Foreign investors buying up the farm: AAG
The "serious money" being funnelled into Australian agribusiness is coming from overseas, according to Australian Agribusiness Group managing director Marcus Elgin.
"Our superannuation funds industry is absolutely blinkered to the option of investing in farmland. And I understand why that is, because the performance of most of the other people working in this sector has been less than attractive for them," Elgin said.
Australian Agribusiness Group directly invests client money in "genuine farmland" including dairy, meat and some horticultural crops, he said.

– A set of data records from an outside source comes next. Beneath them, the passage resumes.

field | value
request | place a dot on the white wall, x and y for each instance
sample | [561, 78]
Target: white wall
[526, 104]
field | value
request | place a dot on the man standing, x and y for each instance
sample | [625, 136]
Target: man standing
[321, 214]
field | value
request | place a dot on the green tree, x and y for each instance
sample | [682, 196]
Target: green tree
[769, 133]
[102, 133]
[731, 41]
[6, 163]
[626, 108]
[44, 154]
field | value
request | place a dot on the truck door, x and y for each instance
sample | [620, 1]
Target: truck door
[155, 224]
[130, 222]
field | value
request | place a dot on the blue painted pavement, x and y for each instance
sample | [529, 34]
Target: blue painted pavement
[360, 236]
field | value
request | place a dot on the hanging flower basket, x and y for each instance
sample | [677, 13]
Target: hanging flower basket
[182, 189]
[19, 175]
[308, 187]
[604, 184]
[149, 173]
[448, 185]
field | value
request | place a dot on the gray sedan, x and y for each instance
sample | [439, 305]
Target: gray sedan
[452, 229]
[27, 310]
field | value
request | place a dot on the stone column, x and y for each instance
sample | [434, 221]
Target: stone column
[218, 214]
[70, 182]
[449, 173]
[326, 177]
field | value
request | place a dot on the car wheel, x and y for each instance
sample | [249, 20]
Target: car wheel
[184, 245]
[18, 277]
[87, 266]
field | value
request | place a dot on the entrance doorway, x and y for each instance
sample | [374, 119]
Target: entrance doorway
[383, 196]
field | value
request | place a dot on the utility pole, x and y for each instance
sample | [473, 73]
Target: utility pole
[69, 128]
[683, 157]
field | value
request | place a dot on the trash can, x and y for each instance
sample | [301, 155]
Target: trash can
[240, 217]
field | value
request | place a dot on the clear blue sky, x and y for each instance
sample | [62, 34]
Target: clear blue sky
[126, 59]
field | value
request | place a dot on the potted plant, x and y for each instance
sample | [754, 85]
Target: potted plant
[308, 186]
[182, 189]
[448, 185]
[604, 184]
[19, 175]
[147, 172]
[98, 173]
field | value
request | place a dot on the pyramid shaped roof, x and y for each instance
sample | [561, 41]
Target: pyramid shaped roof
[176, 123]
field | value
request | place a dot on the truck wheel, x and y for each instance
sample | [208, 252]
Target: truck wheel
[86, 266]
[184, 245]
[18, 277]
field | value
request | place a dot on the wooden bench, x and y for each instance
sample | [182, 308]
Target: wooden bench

"We're buying real farms, improving their performance and running them - either on an active or a passive basis," Elgin said.
While the Australian Agribusiness Group may have more Australian investors by absolute number, the "serious money" is coming from overseas, he said.
And despite the "noise" generated in the media, the reality is that Chinese investors don't dominate the sector, Elgin added.
"In terms of large-scale investment in Australia, the biggest investors in farmland are Americans, Europeans, South Koreans and Qataris," he said.
Institutional and individual investors overseas do not see farmland as "the alternative of alternatives, way out there on a limb with stamp collecting and art", Elgin said.
"I've been knocking on the door of superannuation funds in Australia for eight years, and in all of that time they've been telling me how shocking it is to invest in agriculture," he said.
While the average return of APRA regulated funds in the past eight years has been 3.4 per cent, AAG has returned 9.4 per cent to investors in the same period, Elgin said.